Si celle de Venise est très ancrée dans les  mémoires au-delà des actuelles frontières italiennes, la république de Gênes, qui a duré à peine moins longtemps (8 siècles contre 11), n’en fut pas moins une puissance d’importance, surtout au Moyen Age et tout particulièrement au XIVe siècle, celui de Boccanegra.


Simon Boccanegra. Détail de la façade du Palazzo San Giorgio à Gênes.

A Gênes comme à Venise, le pouvoir est affaire de familles, qui s’allient et se déchirent au gré du temps, des enjeux et des circonstances. Aux vieilles haines recuites entre les Spinola et les Doria, qu’évoque Simon dans le magnifique « Plebe, patrizi, popolo » de l’acte II, s’ajoutent les rivalités avec les Fieschi et les Grimaldi. Ces quatre grandes familles omniprésentes dans l’opéra de Verdi, se partagent ou se disputent le pouvoir, ou bien contrôlent ceux à qui ils le délèguent, les Adorno, les Fregoso, jusqu’aux Durazzo et Brignole. 

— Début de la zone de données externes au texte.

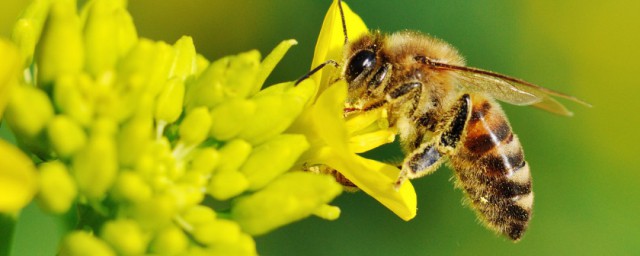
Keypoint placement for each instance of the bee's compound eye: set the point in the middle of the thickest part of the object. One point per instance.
(362, 61)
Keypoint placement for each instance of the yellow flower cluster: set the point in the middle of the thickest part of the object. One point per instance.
(162, 151)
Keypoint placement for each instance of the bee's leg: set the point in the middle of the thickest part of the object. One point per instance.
(422, 161)
(426, 158)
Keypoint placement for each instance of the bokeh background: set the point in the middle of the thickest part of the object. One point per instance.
(585, 168)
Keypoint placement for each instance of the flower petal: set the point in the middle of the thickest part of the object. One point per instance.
(331, 42)
(331, 147)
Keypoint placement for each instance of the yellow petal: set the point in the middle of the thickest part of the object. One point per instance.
(331, 40)
(374, 178)
(17, 178)
(331, 147)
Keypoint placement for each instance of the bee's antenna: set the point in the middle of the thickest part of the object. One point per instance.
(344, 24)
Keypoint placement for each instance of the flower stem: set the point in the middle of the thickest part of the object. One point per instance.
(7, 226)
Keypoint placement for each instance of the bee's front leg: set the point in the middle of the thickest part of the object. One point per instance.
(427, 157)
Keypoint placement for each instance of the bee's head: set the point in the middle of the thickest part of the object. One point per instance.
(359, 65)
(361, 58)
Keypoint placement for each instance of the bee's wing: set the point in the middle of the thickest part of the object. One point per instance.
(509, 89)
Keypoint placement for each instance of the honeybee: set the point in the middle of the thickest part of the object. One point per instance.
(445, 111)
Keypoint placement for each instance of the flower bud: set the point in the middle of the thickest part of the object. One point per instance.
(278, 107)
(80, 243)
(170, 241)
(28, 28)
(217, 231)
(198, 214)
(60, 50)
(100, 34)
(234, 154)
(9, 67)
(65, 135)
(231, 117)
(168, 106)
(29, 110)
(57, 188)
(134, 138)
(125, 236)
(272, 158)
(130, 187)
(231, 77)
(225, 185)
(205, 160)
(194, 129)
(18, 181)
(289, 198)
(95, 166)
(72, 99)
(184, 64)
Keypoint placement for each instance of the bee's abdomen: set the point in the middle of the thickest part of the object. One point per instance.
(491, 168)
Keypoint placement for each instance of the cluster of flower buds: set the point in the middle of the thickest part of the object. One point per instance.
(160, 150)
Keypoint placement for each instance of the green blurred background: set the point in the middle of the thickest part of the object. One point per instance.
(584, 167)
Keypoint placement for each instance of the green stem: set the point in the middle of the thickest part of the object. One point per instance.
(7, 226)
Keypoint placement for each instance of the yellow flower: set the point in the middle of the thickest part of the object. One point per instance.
(18, 182)
(335, 141)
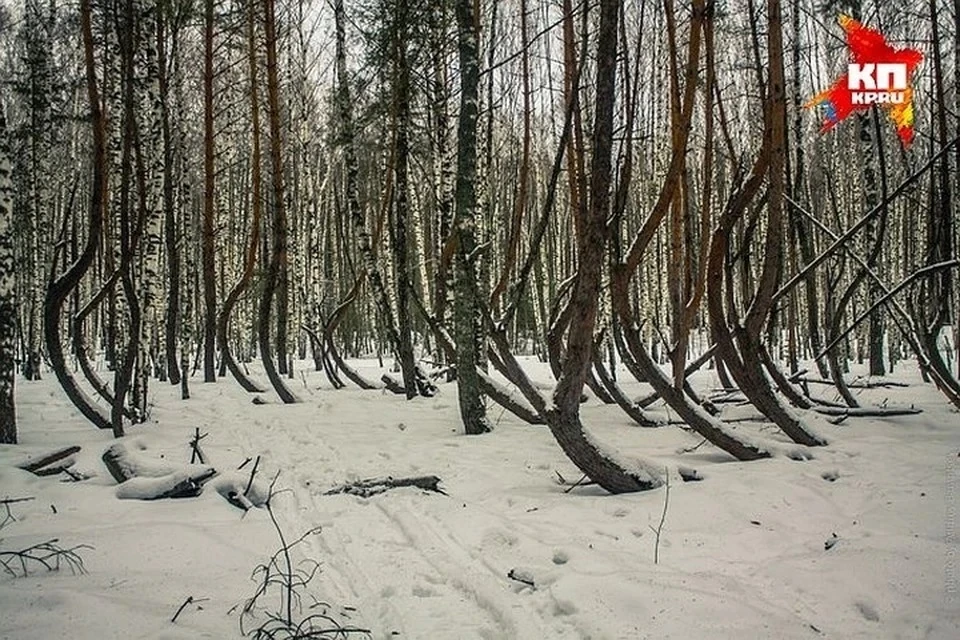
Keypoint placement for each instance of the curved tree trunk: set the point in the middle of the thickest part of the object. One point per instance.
(250, 259)
(563, 417)
(61, 286)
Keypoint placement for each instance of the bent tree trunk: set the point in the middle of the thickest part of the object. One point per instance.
(250, 259)
(62, 286)
(8, 308)
(563, 417)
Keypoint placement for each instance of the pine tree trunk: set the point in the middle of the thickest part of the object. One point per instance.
(278, 254)
(253, 244)
(207, 242)
(61, 287)
(8, 302)
(401, 88)
(172, 314)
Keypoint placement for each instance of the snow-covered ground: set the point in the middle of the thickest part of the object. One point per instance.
(742, 553)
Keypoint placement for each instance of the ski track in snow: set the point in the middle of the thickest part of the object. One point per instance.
(742, 555)
(421, 566)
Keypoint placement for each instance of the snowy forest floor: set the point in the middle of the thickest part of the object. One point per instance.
(742, 553)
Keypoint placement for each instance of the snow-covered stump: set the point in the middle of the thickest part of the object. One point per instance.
(373, 486)
(142, 478)
(50, 464)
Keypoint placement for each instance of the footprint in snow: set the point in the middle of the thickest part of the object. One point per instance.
(867, 611)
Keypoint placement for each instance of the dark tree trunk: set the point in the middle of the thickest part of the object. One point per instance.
(253, 244)
(564, 416)
(61, 286)
(207, 244)
(278, 255)
(401, 80)
(465, 311)
(8, 302)
(172, 315)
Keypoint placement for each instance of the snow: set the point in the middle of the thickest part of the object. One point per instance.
(741, 554)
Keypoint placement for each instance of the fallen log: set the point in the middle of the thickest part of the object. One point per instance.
(174, 485)
(867, 412)
(50, 464)
(373, 486)
(144, 478)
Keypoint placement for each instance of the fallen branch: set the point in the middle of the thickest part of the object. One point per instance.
(9, 515)
(867, 412)
(197, 454)
(373, 486)
(190, 600)
(49, 555)
(42, 466)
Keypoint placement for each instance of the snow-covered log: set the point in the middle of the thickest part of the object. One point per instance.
(373, 486)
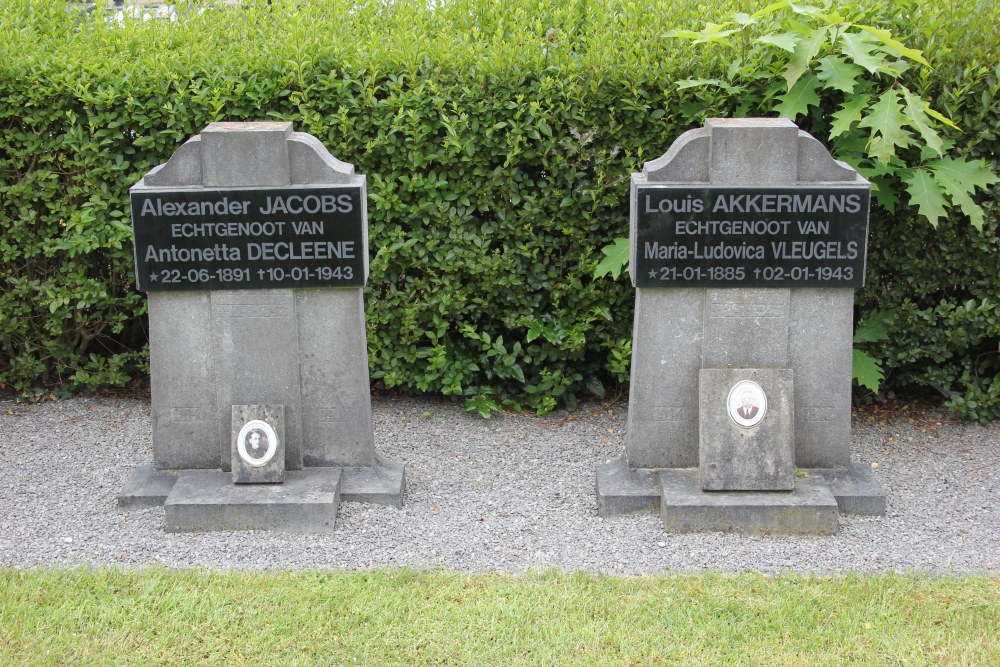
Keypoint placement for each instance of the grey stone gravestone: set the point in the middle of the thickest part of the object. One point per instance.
(747, 240)
(252, 243)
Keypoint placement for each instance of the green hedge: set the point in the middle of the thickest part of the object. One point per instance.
(497, 138)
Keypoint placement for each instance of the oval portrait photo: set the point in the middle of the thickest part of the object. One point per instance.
(257, 442)
(747, 403)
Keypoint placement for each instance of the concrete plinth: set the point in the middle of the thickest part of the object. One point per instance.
(809, 509)
(207, 500)
(380, 484)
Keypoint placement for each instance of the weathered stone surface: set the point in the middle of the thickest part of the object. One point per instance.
(146, 487)
(680, 331)
(255, 342)
(819, 349)
(738, 458)
(333, 367)
(622, 489)
(382, 483)
(207, 500)
(182, 381)
(258, 444)
(745, 327)
(810, 509)
(663, 396)
(856, 489)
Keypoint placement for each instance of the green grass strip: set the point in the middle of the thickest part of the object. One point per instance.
(166, 617)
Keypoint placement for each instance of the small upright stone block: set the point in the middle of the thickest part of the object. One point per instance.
(258, 444)
(747, 438)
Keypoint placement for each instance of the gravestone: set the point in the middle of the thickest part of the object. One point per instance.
(747, 241)
(252, 243)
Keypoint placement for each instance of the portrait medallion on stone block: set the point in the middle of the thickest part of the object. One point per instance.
(258, 447)
(746, 403)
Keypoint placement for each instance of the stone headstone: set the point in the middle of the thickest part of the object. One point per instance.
(747, 241)
(252, 243)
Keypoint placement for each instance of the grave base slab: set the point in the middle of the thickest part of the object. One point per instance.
(207, 500)
(623, 490)
(809, 509)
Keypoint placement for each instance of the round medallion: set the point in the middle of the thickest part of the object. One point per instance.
(257, 443)
(746, 403)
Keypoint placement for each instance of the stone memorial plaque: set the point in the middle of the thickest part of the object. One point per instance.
(258, 448)
(715, 236)
(248, 238)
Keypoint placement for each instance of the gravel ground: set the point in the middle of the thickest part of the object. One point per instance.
(512, 493)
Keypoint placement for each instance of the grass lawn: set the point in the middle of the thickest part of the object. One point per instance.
(166, 617)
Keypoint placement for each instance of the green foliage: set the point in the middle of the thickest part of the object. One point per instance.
(497, 139)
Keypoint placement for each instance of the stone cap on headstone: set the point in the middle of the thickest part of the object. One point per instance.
(783, 155)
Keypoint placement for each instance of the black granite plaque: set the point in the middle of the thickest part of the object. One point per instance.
(249, 238)
(715, 236)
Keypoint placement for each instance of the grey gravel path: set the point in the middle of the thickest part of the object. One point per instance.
(512, 493)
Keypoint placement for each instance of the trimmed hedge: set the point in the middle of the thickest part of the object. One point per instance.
(497, 138)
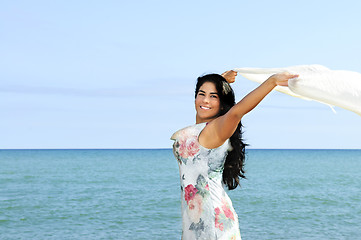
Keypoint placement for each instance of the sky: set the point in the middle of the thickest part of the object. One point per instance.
(121, 74)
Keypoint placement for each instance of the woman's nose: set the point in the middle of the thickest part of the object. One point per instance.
(206, 99)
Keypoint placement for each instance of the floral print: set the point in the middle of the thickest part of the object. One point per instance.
(207, 211)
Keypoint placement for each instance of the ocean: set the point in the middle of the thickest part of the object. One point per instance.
(135, 194)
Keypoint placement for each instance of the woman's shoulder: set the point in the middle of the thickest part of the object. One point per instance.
(194, 129)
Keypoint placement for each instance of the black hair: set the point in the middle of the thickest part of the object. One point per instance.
(233, 166)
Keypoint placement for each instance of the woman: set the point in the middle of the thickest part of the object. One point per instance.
(210, 155)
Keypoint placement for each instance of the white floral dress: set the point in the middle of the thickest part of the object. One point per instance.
(207, 210)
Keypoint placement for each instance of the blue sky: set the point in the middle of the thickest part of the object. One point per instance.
(121, 74)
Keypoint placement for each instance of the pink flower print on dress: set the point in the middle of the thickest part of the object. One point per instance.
(217, 223)
(195, 208)
(188, 147)
(189, 193)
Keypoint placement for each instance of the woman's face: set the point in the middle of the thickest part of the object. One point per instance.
(207, 103)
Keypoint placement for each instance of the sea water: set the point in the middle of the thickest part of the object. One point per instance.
(135, 194)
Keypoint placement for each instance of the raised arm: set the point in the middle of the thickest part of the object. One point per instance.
(223, 127)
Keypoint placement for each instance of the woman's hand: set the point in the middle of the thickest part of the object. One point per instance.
(230, 76)
(281, 79)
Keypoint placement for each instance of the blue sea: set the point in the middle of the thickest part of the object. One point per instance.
(135, 194)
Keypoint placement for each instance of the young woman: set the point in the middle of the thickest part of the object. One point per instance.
(210, 155)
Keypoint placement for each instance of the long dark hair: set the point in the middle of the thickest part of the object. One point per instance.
(233, 166)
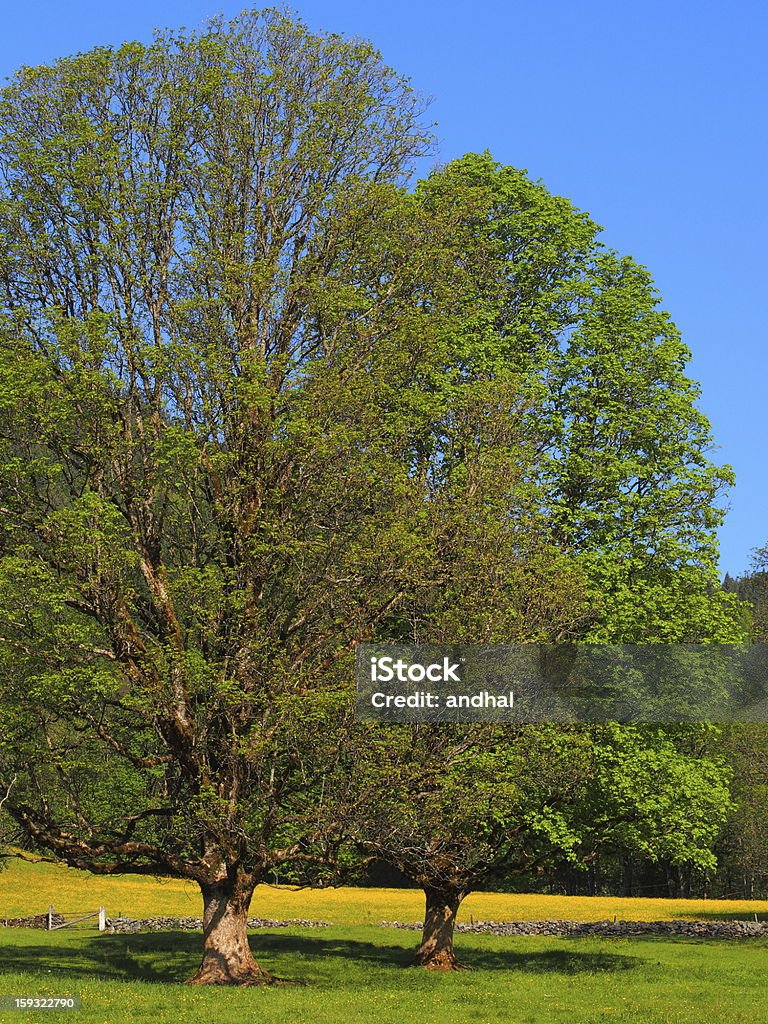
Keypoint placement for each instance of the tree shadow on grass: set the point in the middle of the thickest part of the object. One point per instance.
(172, 956)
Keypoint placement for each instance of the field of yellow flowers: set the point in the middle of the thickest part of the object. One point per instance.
(30, 888)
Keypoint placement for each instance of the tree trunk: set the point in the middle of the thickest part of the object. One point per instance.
(226, 956)
(436, 949)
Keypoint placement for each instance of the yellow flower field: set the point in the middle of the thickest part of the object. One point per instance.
(28, 888)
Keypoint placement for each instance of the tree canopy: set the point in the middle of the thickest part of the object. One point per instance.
(258, 402)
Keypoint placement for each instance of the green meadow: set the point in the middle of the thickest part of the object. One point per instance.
(357, 972)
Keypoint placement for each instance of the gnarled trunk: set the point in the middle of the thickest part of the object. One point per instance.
(226, 955)
(436, 949)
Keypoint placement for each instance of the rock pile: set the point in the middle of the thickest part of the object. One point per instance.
(691, 929)
(130, 925)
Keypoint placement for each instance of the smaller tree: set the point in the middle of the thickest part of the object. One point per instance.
(457, 809)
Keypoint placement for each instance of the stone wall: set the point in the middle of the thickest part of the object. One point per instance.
(691, 929)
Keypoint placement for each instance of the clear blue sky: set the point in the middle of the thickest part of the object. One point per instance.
(650, 116)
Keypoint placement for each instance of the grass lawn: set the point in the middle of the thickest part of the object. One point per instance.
(355, 972)
(357, 975)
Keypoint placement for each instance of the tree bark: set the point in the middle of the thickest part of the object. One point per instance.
(436, 949)
(226, 955)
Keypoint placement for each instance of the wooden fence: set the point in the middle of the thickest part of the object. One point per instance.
(55, 922)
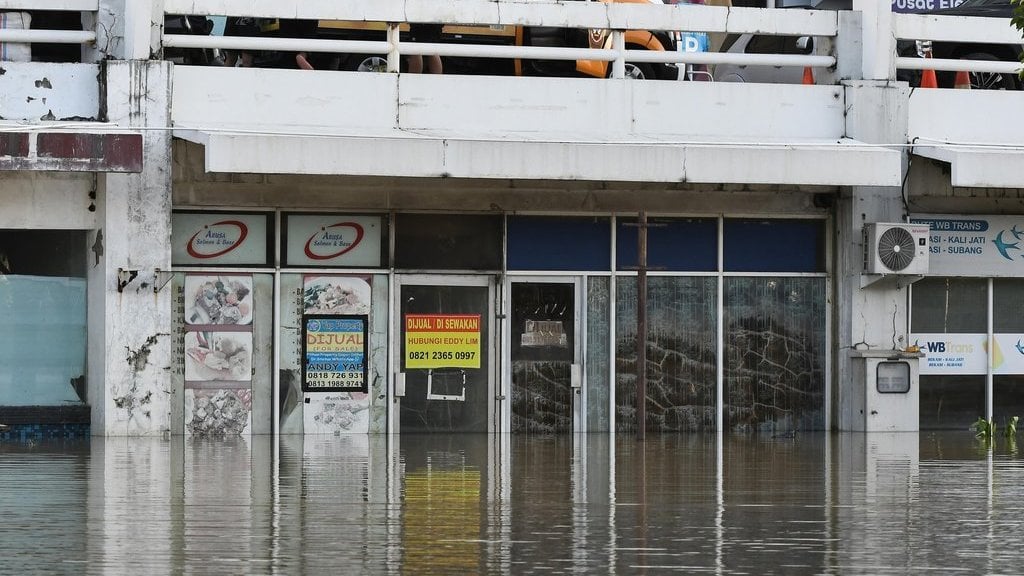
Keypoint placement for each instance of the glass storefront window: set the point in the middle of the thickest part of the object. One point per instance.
(1008, 304)
(448, 242)
(559, 243)
(951, 401)
(774, 354)
(675, 244)
(681, 335)
(598, 327)
(949, 305)
(42, 318)
(774, 245)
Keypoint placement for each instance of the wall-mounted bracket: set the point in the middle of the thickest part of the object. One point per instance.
(125, 277)
(160, 279)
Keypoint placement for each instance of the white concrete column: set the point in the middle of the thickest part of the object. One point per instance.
(143, 19)
(879, 41)
(129, 323)
(876, 317)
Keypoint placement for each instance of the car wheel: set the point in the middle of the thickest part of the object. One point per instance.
(368, 64)
(640, 71)
(989, 80)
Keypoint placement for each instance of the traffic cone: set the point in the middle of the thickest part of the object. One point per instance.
(928, 79)
(808, 75)
(963, 80)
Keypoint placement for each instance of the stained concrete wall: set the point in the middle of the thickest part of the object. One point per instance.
(129, 326)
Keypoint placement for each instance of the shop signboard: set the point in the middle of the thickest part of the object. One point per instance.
(1008, 356)
(921, 6)
(968, 354)
(442, 340)
(220, 239)
(952, 354)
(333, 240)
(334, 353)
(975, 246)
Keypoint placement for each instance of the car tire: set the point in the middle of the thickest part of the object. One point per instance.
(367, 63)
(988, 80)
(639, 71)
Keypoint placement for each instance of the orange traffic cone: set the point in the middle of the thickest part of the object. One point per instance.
(928, 79)
(808, 75)
(963, 80)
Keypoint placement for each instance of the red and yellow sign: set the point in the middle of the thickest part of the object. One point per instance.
(442, 340)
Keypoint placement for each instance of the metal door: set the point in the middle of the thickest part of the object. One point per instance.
(445, 363)
(548, 395)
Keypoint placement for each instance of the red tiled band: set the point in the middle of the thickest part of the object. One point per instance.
(108, 152)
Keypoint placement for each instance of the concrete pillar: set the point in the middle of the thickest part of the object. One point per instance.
(873, 317)
(129, 322)
(879, 41)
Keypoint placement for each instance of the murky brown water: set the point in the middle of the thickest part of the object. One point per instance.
(472, 504)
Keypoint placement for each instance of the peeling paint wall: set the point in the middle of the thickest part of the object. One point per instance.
(42, 200)
(129, 324)
(47, 91)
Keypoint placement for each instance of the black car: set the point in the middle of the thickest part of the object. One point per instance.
(975, 51)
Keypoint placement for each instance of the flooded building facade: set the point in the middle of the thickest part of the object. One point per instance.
(214, 251)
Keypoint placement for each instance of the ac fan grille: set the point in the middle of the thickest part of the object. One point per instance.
(896, 248)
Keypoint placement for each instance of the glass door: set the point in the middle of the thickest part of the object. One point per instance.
(445, 363)
(547, 379)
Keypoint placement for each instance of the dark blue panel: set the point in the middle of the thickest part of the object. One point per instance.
(559, 243)
(684, 245)
(774, 245)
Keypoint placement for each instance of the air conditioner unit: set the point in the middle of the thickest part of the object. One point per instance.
(896, 248)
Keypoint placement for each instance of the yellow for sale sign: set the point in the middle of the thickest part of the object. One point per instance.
(442, 340)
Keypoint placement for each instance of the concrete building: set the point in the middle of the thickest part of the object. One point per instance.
(210, 250)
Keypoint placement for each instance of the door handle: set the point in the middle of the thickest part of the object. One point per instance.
(399, 384)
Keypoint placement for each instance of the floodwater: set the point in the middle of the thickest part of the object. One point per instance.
(476, 504)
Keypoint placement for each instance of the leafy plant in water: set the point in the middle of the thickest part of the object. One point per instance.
(984, 428)
(1018, 22)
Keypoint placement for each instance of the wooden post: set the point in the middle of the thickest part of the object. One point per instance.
(642, 327)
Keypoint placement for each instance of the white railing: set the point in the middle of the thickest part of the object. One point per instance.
(614, 16)
(49, 36)
(963, 30)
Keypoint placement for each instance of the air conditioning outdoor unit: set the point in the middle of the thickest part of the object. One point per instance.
(896, 248)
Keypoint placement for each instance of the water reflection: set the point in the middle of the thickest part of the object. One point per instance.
(471, 504)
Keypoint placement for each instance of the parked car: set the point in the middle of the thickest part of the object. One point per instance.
(972, 50)
(773, 44)
(188, 25)
(517, 36)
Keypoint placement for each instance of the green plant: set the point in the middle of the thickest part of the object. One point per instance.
(984, 428)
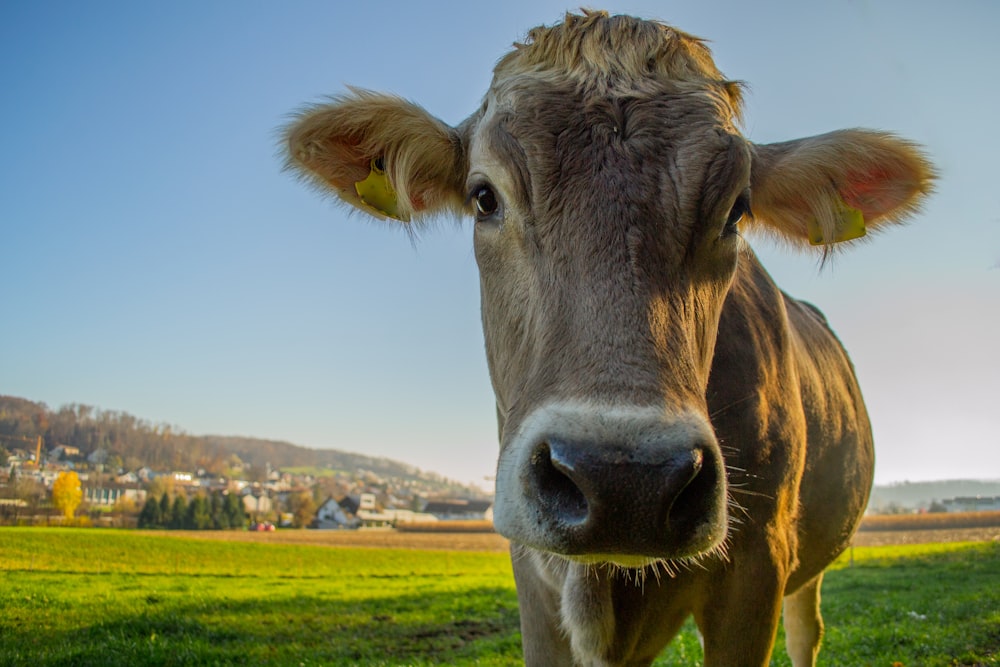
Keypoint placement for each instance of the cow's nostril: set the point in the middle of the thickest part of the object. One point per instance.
(555, 488)
(696, 499)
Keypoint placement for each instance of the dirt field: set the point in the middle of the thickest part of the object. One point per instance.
(382, 539)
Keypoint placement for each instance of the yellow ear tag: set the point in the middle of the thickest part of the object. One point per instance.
(850, 225)
(376, 192)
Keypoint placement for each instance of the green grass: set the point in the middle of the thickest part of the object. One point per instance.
(93, 597)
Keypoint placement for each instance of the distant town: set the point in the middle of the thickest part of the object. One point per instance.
(113, 469)
(124, 466)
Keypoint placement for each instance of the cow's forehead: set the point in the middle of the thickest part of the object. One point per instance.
(614, 56)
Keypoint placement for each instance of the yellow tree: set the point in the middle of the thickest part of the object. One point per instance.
(66, 493)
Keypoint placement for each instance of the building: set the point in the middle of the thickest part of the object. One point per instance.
(972, 504)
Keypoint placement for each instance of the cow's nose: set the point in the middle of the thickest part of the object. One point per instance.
(625, 499)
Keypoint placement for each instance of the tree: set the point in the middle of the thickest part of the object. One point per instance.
(235, 511)
(149, 517)
(199, 513)
(178, 513)
(66, 493)
(165, 509)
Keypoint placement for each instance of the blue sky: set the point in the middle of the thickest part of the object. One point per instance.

Cette république, ou plutôt ces cinq républiques successives, sont un curieux mélange politique , défini ainsi à la fin du XVIe siècle par le doge Matteo Seranega : « Elle ne rentre dans aucun des trois bons gouvernements, ni aucun des trois mauvais, présentés par Aristote ; mais c’en est plutôt un mélange ; ce n’est pas une démocratie, puisque le peuple ne la gouverne pas ; ce n’est pas une aristocratie, puisque tous les recensés (ascritti), c’est-à-dire les optimates, y gouvernent ; on ne dira pas non plus que c’est une anarchie car la justice y est sévère à l’égard du peuple. ».

Ainsi, on trouve d’abord la « Compagna » des consuls, créée en 1100 si on en croit les annales, sans doute inexactes, de Caffaro de Caschifellone, premier historien de la cité.  Six consuls élus pour 3 ans, parmi les plus riches habitants de la ville, qu’ils soient aristocrates issus des vieilles familles qui contrôlent Gênes depuis toujours, ou bourgeois fortunés.  Puis, à partir de la fin du XIIe siècle, vient le temps des « podestats », à l’instar de ce que l’on trouve alors dans plusieurs communes de la péninsule italienne, sous le contrôle plus ou moins lointain de l’empereur romain germanique. Le podestat est une sorte de gouverneur élu pour un an, dont la particularité est de venir d’une autre cité ou d’un autre pays, ce qui lui confère une forme d’impartialité dans les affaires de justice locale, dont il a la charge en même temps que le pouvoir exécutif. L’un des premiers, Jacopo de Balduino, est ainsi un grand juriste bolognais.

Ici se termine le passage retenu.